Single by The Black Keys

from the album Magic Potion
- B-side: "The Way I Feel When I'm with You"; "Work Me" (live);
- Released: February 26, 2007
- Recorded: 2006
- Genre: Garage rock; blues rock;
- Length: 3:29
- Label: V2
- Songwriters: Dan Auerbach; Patrick Carney;
- Producer: Patrick Carney

The Black Keys singles chronology
| "Your Touch" (2006) | "You're the One" (2007) | "Just Got to Be" (2007) |

= You're the One (The Black Keys song) =

"You're the One" is a single from The Black Keys, from their album Magic Potion.
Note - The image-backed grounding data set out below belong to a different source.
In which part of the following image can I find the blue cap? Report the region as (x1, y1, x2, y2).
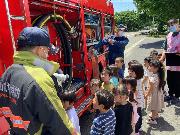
(118, 24, 126, 30)
(17, 27, 59, 54)
(17, 27, 51, 47)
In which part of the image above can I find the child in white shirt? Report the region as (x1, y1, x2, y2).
(128, 63, 144, 134)
(142, 57, 152, 108)
(60, 91, 81, 134)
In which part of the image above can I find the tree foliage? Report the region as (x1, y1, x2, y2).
(115, 11, 152, 31)
(133, 0, 180, 22)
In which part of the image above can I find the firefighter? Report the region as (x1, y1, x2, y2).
(0, 27, 78, 135)
(94, 24, 129, 65)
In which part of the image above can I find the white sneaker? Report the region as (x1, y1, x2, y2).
(146, 118, 157, 124)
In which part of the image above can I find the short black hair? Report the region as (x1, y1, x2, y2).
(168, 19, 179, 26)
(115, 57, 124, 63)
(108, 65, 119, 76)
(60, 91, 76, 104)
(150, 50, 158, 56)
(96, 89, 114, 110)
(128, 60, 139, 68)
(144, 56, 152, 63)
(113, 85, 129, 96)
(123, 77, 137, 93)
(129, 63, 144, 79)
(102, 67, 112, 76)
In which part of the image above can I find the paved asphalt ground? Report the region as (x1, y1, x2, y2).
(79, 34, 180, 135)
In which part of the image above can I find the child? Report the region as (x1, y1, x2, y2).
(150, 50, 158, 60)
(145, 60, 165, 124)
(60, 91, 81, 134)
(142, 57, 152, 90)
(128, 60, 139, 68)
(101, 68, 114, 92)
(115, 57, 125, 81)
(142, 57, 152, 108)
(90, 79, 100, 95)
(113, 86, 133, 135)
(90, 79, 100, 114)
(109, 65, 119, 88)
(123, 77, 139, 135)
(128, 63, 144, 134)
(90, 90, 116, 135)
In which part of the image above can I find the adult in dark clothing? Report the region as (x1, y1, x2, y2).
(95, 25, 129, 65)
(0, 27, 77, 135)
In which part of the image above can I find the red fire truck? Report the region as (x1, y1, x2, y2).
(0, 0, 114, 121)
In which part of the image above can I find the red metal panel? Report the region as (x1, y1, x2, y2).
(80, 1, 92, 83)
(72, 51, 85, 80)
(101, 14, 105, 38)
(0, 0, 14, 74)
(9, 0, 31, 42)
(0, 0, 31, 77)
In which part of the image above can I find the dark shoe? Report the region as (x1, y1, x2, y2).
(171, 97, 179, 104)
(164, 96, 173, 102)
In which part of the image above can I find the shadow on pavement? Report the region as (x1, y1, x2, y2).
(142, 117, 175, 134)
(165, 101, 180, 107)
(175, 102, 180, 107)
(175, 107, 180, 115)
(139, 40, 164, 49)
(141, 127, 154, 135)
(156, 117, 175, 131)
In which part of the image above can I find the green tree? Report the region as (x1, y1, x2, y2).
(114, 11, 152, 31)
(115, 11, 140, 31)
(134, 0, 180, 22)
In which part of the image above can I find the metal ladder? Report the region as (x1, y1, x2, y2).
(4, 0, 31, 53)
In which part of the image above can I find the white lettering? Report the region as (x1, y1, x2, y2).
(0, 81, 20, 99)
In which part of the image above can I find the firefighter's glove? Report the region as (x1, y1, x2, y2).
(53, 73, 69, 82)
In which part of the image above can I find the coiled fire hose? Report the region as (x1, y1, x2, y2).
(32, 14, 72, 90)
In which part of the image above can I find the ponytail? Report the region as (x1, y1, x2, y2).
(158, 62, 165, 90)
(129, 90, 138, 104)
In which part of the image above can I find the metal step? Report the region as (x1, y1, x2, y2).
(68, 78, 85, 93)
(76, 95, 94, 115)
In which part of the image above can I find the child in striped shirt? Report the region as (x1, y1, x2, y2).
(90, 90, 116, 135)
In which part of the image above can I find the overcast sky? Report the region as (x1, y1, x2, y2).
(111, 0, 137, 12)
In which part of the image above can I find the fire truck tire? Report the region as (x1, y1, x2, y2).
(32, 14, 72, 90)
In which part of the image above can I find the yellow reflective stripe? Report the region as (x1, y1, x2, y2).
(24, 66, 75, 134)
(34, 124, 43, 135)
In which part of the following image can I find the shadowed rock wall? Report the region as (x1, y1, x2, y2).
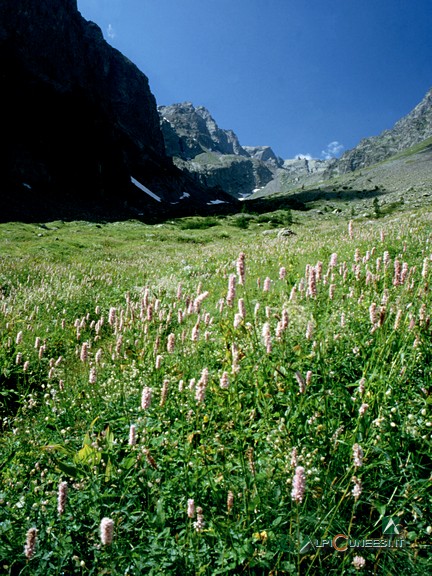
(0, 0, 234, 221)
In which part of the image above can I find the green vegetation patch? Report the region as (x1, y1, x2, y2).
(177, 216, 221, 230)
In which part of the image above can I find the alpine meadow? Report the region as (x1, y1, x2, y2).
(0, 208, 431, 575)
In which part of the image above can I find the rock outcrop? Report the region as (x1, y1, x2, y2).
(159, 103, 249, 160)
(248, 156, 333, 199)
(243, 146, 284, 168)
(159, 102, 279, 197)
(336, 87, 432, 173)
(173, 153, 274, 198)
(0, 0, 233, 221)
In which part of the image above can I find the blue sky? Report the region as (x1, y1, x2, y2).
(77, 0, 432, 160)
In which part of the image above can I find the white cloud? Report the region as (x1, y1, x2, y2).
(106, 24, 116, 39)
(321, 141, 344, 160)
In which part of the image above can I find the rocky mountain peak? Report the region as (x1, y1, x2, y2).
(159, 102, 249, 160)
(158, 103, 285, 198)
(336, 87, 432, 173)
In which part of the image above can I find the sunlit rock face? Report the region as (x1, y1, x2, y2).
(336, 88, 432, 173)
(159, 103, 279, 198)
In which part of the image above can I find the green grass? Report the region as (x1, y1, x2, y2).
(192, 153, 247, 166)
(388, 135, 432, 161)
(177, 216, 221, 230)
(0, 206, 431, 575)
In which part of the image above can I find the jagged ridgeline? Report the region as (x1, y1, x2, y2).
(157, 102, 331, 200)
(0, 0, 235, 221)
(159, 88, 432, 203)
(1, 0, 431, 221)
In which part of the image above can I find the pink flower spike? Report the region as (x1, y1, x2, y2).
(352, 476, 362, 501)
(358, 403, 369, 417)
(237, 252, 246, 285)
(226, 274, 236, 306)
(187, 498, 195, 518)
(141, 387, 152, 410)
(128, 424, 137, 446)
(100, 517, 114, 545)
(57, 481, 68, 516)
(353, 443, 364, 468)
(24, 527, 37, 559)
(295, 371, 306, 394)
(291, 466, 306, 503)
(220, 371, 229, 389)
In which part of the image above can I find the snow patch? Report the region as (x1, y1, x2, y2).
(179, 192, 190, 200)
(131, 177, 161, 202)
(206, 199, 227, 205)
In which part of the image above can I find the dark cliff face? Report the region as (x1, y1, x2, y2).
(0, 0, 233, 221)
(0, 0, 165, 154)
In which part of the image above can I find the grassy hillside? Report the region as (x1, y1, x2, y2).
(248, 138, 432, 223)
(0, 207, 431, 575)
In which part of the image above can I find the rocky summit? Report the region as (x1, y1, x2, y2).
(159, 102, 282, 198)
(0, 0, 234, 221)
(243, 146, 284, 168)
(159, 102, 249, 160)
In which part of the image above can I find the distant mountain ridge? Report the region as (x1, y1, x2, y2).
(249, 86, 432, 200)
(335, 87, 432, 173)
(160, 89, 432, 199)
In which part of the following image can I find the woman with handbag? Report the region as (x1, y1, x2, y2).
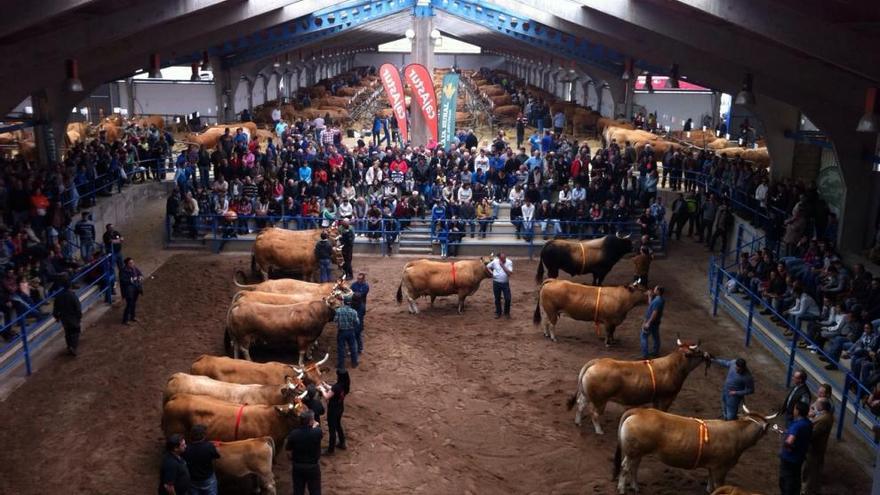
(120, 257, 144, 325)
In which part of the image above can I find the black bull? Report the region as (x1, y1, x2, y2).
(535, 236, 634, 285)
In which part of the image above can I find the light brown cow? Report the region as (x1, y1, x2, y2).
(533, 280, 649, 345)
(568, 339, 710, 434)
(251, 227, 341, 281)
(163, 372, 306, 404)
(613, 405, 778, 494)
(233, 272, 345, 295)
(162, 394, 306, 447)
(395, 258, 492, 314)
(232, 289, 339, 306)
(226, 299, 337, 363)
(214, 437, 277, 495)
(190, 354, 329, 386)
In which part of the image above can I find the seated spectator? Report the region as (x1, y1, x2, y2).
(784, 284, 820, 335)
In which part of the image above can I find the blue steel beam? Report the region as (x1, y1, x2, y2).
(430, 0, 664, 76)
(221, 0, 415, 68)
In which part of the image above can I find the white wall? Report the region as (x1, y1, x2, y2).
(234, 79, 249, 113)
(353, 53, 505, 71)
(600, 86, 614, 117)
(633, 91, 715, 131)
(131, 80, 218, 118)
(267, 73, 279, 101)
(252, 76, 267, 106)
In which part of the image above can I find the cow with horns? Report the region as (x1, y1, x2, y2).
(190, 353, 330, 387)
(396, 258, 493, 314)
(567, 338, 712, 434)
(533, 279, 649, 346)
(163, 373, 306, 405)
(535, 234, 634, 285)
(250, 226, 343, 281)
(613, 404, 779, 494)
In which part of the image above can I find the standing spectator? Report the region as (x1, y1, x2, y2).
(313, 232, 333, 283)
(74, 212, 95, 262)
(102, 223, 124, 270)
(182, 424, 220, 495)
(781, 370, 812, 426)
(159, 434, 191, 495)
(350, 273, 369, 353)
(640, 286, 665, 358)
(120, 257, 143, 325)
(708, 200, 733, 253)
(487, 252, 513, 319)
(802, 397, 833, 495)
(286, 410, 322, 495)
(53, 275, 82, 356)
(338, 220, 354, 280)
(319, 369, 350, 455)
(334, 295, 360, 369)
(698, 195, 717, 243)
(712, 357, 755, 420)
(777, 401, 813, 495)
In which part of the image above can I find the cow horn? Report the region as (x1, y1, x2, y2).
(676, 338, 683, 347)
(291, 365, 304, 373)
(297, 370, 304, 379)
(764, 411, 780, 421)
(316, 353, 329, 366)
(622, 233, 631, 239)
(741, 403, 751, 415)
(297, 389, 308, 400)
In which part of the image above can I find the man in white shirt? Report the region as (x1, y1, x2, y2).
(487, 253, 513, 318)
(521, 198, 536, 241)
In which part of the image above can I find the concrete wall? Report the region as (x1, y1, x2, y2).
(353, 53, 505, 71)
(87, 181, 173, 238)
(129, 80, 218, 119)
(633, 91, 715, 131)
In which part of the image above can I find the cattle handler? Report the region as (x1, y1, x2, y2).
(334, 294, 360, 369)
(286, 410, 323, 495)
(487, 252, 513, 318)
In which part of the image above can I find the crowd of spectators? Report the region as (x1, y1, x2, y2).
(0, 122, 173, 341)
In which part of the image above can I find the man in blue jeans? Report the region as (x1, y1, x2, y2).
(313, 232, 334, 283)
(334, 295, 360, 369)
(640, 286, 665, 358)
(712, 357, 755, 420)
(350, 273, 370, 353)
(487, 253, 513, 318)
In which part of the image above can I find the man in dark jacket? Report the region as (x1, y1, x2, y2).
(53, 275, 82, 356)
(120, 257, 144, 325)
(782, 370, 812, 426)
(338, 220, 354, 280)
(287, 410, 323, 495)
(159, 434, 191, 495)
(314, 232, 334, 283)
(183, 424, 220, 495)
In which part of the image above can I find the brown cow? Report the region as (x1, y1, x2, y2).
(251, 227, 341, 281)
(214, 437, 277, 495)
(536, 235, 634, 285)
(613, 405, 778, 494)
(162, 394, 306, 448)
(190, 353, 329, 386)
(163, 372, 306, 405)
(233, 271, 345, 295)
(533, 280, 649, 345)
(232, 288, 343, 306)
(395, 258, 492, 314)
(226, 299, 337, 363)
(568, 339, 710, 434)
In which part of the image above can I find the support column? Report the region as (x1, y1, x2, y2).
(246, 78, 254, 113)
(213, 62, 233, 124)
(623, 77, 635, 120)
(748, 95, 799, 181)
(596, 84, 605, 116)
(409, 4, 435, 147)
(711, 91, 722, 128)
(31, 90, 61, 164)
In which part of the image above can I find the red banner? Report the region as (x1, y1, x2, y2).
(404, 63, 438, 144)
(378, 63, 408, 145)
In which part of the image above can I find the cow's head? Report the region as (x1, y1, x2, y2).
(610, 232, 635, 255)
(291, 353, 330, 387)
(674, 336, 712, 375)
(274, 389, 308, 416)
(280, 373, 307, 400)
(740, 403, 780, 432)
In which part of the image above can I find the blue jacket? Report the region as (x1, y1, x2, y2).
(714, 359, 755, 398)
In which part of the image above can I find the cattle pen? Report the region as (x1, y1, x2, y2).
(0, 245, 872, 494)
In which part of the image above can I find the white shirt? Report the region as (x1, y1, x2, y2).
(487, 258, 513, 283)
(508, 188, 524, 204)
(571, 187, 586, 202)
(521, 202, 535, 221)
(457, 186, 473, 203)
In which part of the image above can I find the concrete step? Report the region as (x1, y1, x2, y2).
(398, 246, 432, 255)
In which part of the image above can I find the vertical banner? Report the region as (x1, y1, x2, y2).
(437, 72, 460, 149)
(379, 63, 408, 144)
(404, 63, 439, 144)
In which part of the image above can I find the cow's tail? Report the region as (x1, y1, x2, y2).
(233, 270, 253, 289)
(567, 361, 593, 410)
(612, 409, 636, 481)
(532, 292, 542, 326)
(535, 249, 546, 283)
(396, 282, 403, 304)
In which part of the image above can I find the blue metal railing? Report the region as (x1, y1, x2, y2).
(709, 256, 880, 446)
(0, 254, 115, 377)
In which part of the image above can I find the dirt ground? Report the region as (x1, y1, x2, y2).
(0, 239, 872, 494)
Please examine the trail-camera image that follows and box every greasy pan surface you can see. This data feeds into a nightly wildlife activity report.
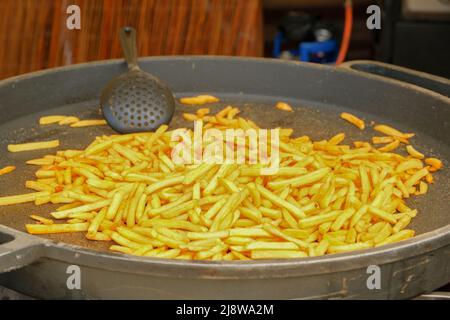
[0,93,449,250]
[0,58,449,297]
[0,57,449,247]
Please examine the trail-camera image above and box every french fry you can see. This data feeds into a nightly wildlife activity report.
[298,210,341,229]
[51,199,111,219]
[340,112,365,130]
[262,224,309,249]
[241,167,307,177]
[374,124,414,140]
[182,113,197,121]
[267,167,330,189]
[30,214,54,225]
[373,224,393,244]
[368,206,397,224]
[229,228,271,238]
[203,197,227,221]
[56,202,82,212]
[0,191,50,206]
[160,200,197,219]
[140,219,206,232]
[26,158,54,166]
[246,241,299,250]
[275,102,293,112]
[58,116,80,125]
[393,215,412,233]
[145,124,168,149]
[64,191,103,203]
[39,115,68,125]
[327,133,345,145]
[110,245,133,254]
[35,195,51,205]
[26,222,88,234]
[70,120,107,127]
[146,176,184,194]
[227,107,240,119]
[406,145,424,159]
[0,165,16,176]
[8,140,60,152]
[375,229,415,246]
[256,184,305,218]
[153,230,185,249]
[210,193,240,231]
[67,218,86,224]
[378,139,400,152]
[396,159,423,173]
[331,208,355,231]
[372,136,394,144]
[68,212,95,220]
[183,163,216,185]
[25,180,54,193]
[196,243,227,259]
[110,232,141,249]
[116,226,156,245]
[405,167,429,188]
[86,232,111,241]
[186,230,229,240]
[315,239,330,256]
[196,108,210,117]
[87,208,106,236]
[180,95,219,105]
[425,157,443,170]
[418,181,428,195]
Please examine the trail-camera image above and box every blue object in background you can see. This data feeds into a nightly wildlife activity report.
[299,40,338,63]
[273,31,338,64]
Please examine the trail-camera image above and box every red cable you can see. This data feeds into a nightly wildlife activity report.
[336,0,353,65]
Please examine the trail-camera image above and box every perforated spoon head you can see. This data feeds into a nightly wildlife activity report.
[100,27,175,133]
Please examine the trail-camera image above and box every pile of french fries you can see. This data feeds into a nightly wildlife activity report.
[0,105,443,260]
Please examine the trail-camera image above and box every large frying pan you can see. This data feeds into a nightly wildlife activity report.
[0,57,449,299]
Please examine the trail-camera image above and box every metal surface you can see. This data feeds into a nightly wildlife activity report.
[0,57,449,299]
[340,60,450,97]
[414,291,450,300]
[100,27,175,133]
[0,285,34,300]
[402,0,450,20]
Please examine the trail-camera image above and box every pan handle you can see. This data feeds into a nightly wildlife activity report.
[339,60,450,98]
[0,225,45,273]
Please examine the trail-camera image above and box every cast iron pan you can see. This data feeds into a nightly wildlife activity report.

It was released February 26, 2007 as a digital download by V2 Records.

==Reception==
Mike Diver, in a review for Drowned in Sound, rated You're the One 7 out of 10, calling it "truly laid-back fare, ideal fodder for just kicking back of a muggy Sunday afternoon and popping the top off a cool beer". Ben Davis of contactmusic.com called the song "pure Lennon", sounding like "I'm So Tired's even more world-weary cousin". You're the One appears on the fifth spot of a list of the Black Keys' best songs by diffuser.fm.

==Track listing==
1. "You're the One"
2. "The Way I Feel When I'm With You" (outtake)
3. "Work Me" (Live at The Avalon in Boston, November 16, 2005.)